Puisant évidemment dans le "Blow-Up" d'Antonioni, Amore e morte nel giardino degli dei fait partie de la famille des suspenses basés sur des conversations surprises ("A 23 pas du mystère" d'Hathaway, Le chat à neuf queues) dans lesquels les résidus (ici des bandes magnétiques) mènent à une piste. S'ensuit un mystère, lequel en amène d'autres ; parfois, au contraire, des réponses qui, par fragments, permettent de remonter la piste. Le film de Sauro Scavolini se compose en trois parties bien distinctes :

La première est faite du meurtre d'Azzurra, de la découverte de son corps, puis des enregistrements par notre botaniste. Celui-ci les écoute par curiosité et se retrouve plongé en plein drame conjugal dont il pressent une fin fatale.
La seconde reprend les codes du giallo, à savoir qu'au fil des découvertes de notre spécialiste en oiseaux sa vie sera mise en danger tandis que des cadavres vont s'amonceler. Ce, disons-le tout de même, de manière si subite et crescendo que ce segment-ci est le plus court.
Le troisième, enfin, plonge le spectateur en pleine course contre la montre après un tueur en série.

 

 

Epousant avec une certaine habilité et un sens du climat les décors à disposition, Sauro Scavolini évoque dans la partie mystérieuse, située en milieu rural, une Italie défraîchie, décrépie, toute faite de ruines, à la fois symbole des rapports de couples ici en déclin ("Stromboli"), mais aussi des moeurs et procédés archaïques qui y règnent. A ce titre, la photographie de Romano Scavolini est remarquable et confère un cachet assez unique qui fait que l’on pense à La longue nuit de l'exorcisme ou bien encore à L'arma, l'ora, il movente qui sera tourné l'année suivante. Les déambulations toutes menaçantes d'Erika Blanc à travers de longues ruelles fantomatiques, quand ce ne sont pas de longs corridors de lieux semblant désaffectés, évoquent fortement les scènes de poursuites psychotiques de Florinda Bolkan dans Le venin de la peur de Lucio Fulci (les flashs sur un cadavre puis un chien en train d'en manger les membres décomposés ne fait qu'accentuer ce sentiment). Elles confèrent une telle atmosphère qu'on aurait tendance à oublier les quelques angles tendance arty, flatteurs pour l'oeil mais un peu vains sinon prétentieux. Mais ils s'avèrent être la pincée d'érotisme et de sensualité qui font appartenir cette déroutante pelloche au courant sexy-giallo, avec éventuelle machination.
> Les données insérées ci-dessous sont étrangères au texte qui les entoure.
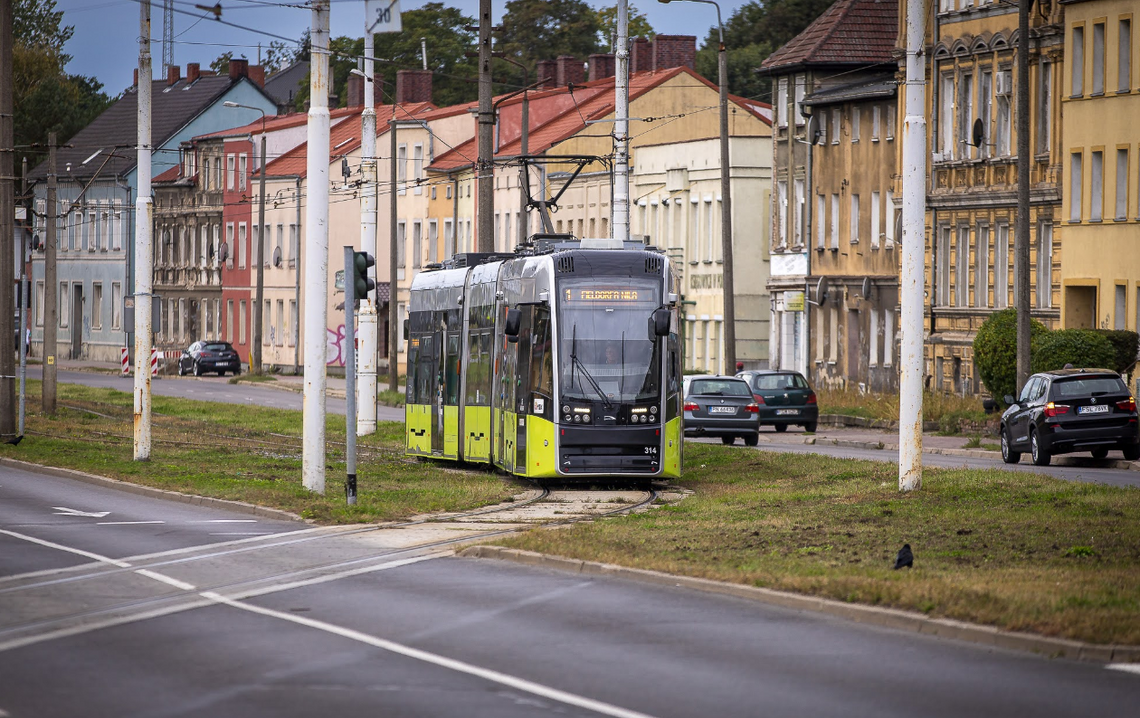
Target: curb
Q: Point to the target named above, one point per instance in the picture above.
(871, 615)
(151, 491)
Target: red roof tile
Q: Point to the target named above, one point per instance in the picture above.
(851, 32)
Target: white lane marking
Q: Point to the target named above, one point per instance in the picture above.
(1129, 668)
(165, 579)
(63, 511)
(114, 562)
(486, 674)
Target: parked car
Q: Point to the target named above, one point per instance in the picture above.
(1071, 410)
(784, 398)
(721, 406)
(202, 357)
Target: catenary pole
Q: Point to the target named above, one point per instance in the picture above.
(316, 256)
(1022, 242)
(911, 290)
(144, 259)
(485, 164)
(366, 422)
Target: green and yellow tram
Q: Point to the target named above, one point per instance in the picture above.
(559, 362)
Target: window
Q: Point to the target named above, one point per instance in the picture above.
(821, 207)
(799, 212)
(782, 103)
(96, 304)
(1097, 187)
(1124, 59)
(876, 218)
(800, 87)
(835, 221)
(982, 266)
(1098, 58)
(1076, 59)
(962, 267)
(1001, 267)
(1075, 177)
(1122, 184)
(1044, 264)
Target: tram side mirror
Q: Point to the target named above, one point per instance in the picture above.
(513, 319)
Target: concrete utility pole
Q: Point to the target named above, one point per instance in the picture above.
(485, 164)
(393, 315)
(316, 256)
(7, 225)
(1022, 242)
(366, 422)
(50, 293)
(911, 288)
(621, 127)
(144, 253)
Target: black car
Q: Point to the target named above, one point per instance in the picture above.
(202, 357)
(784, 398)
(721, 406)
(1071, 410)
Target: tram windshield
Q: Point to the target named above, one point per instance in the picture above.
(607, 351)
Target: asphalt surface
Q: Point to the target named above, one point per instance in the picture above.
(290, 620)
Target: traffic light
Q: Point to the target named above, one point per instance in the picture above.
(363, 284)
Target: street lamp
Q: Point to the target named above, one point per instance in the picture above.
(258, 319)
(730, 303)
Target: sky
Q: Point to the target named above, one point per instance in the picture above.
(105, 43)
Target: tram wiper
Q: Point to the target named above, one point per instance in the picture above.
(575, 361)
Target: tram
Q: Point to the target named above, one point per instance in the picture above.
(558, 362)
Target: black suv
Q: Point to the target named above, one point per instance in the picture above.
(1071, 410)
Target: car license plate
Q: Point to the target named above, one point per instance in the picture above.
(1097, 408)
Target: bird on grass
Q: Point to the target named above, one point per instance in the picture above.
(905, 557)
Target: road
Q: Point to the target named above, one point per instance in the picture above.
(213, 613)
(210, 389)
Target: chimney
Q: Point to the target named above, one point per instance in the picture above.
(546, 71)
(641, 56)
(601, 66)
(355, 91)
(413, 86)
(238, 68)
(568, 71)
(674, 51)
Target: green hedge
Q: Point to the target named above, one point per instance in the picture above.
(995, 351)
(1084, 349)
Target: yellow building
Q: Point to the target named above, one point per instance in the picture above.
(1100, 218)
(971, 202)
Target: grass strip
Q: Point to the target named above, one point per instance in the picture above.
(1016, 551)
(245, 453)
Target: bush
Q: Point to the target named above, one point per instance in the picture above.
(995, 351)
(1125, 347)
(1084, 349)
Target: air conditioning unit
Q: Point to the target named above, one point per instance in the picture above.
(1004, 83)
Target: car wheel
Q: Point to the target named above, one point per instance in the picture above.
(1008, 454)
(1041, 457)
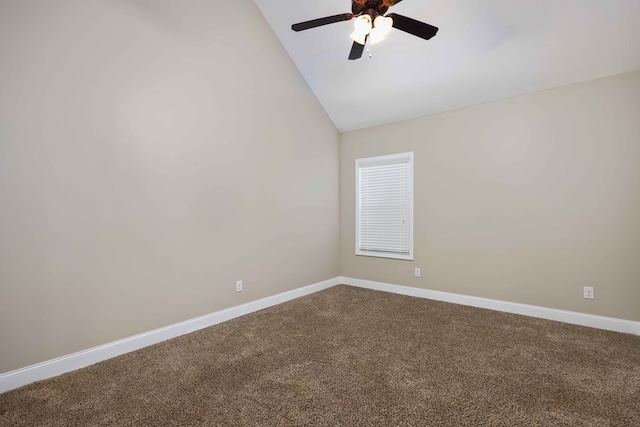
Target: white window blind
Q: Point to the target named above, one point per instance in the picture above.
(384, 206)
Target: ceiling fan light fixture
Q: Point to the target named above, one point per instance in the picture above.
(381, 27)
(362, 27)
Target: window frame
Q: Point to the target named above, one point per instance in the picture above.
(397, 158)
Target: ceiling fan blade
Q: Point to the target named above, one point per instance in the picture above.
(321, 21)
(356, 51)
(411, 26)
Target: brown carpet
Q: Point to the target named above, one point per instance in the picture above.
(354, 357)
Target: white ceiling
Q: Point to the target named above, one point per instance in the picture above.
(485, 50)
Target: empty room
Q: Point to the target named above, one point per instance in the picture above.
(328, 213)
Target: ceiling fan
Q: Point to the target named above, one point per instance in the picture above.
(371, 24)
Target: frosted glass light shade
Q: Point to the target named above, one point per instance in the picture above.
(362, 26)
(381, 27)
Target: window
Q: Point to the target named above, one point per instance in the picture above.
(384, 206)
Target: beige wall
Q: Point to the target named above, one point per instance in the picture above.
(526, 199)
(152, 152)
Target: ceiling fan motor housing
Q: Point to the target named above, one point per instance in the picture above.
(372, 8)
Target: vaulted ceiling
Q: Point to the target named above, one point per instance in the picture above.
(485, 50)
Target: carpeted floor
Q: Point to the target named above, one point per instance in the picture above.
(354, 357)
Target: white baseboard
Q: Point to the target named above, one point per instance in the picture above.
(61, 365)
(575, 318)
(71, 362)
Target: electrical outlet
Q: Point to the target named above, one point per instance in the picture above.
(588, 292)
S’il n’y a point de machination, véritablement, dans Amore e morte nel giardino degli dei, il y a en revanche, vous vous en doutez, anguille sous roche...

 

 

Frôlant de tellement près plusieurs genres au point de leur appartenir, difficilement classable et identifiable néanmoins au premier coup d'oeil, Love and Death in the Garden of the Gods peut se targuer d'être original (soit, sans toujours y parvenir) et d'offrir un casting bien dirigé avec, en premier lieu Erika Blanc, très bien mise en avant. On n'oubliera pas de citer pour autant la présence d’Orchidea De Santis, notamment pour sa belle présence saphique, ainsi que "Satana" qui, même ailleurs que dans un western, aime à empoigner le colt. N'oublions pas la jolie prestation tour à tour lasse et déterminée d'Ezio Marano dans le rôle du botaniste improvisé enquêteur.
Alors soit, Amore e morte nel giardino degli dei n'est ni un grand drame psychologique et psychotique (à ce titre, il n'atteint pas le sommet de Les insatisfaites poupées érotiques du Professeur Hichcock), ni le thriller le plus palpitant que vous verrez dans votre vie. Il n'en demeure pas moins que, légèrement dynamisé par une musique un brin pompière de Giancarlo Chiaramello et égrainant tranquillement mais savamment ses mystères pour finalement surprendre, il mérite d'être découvert.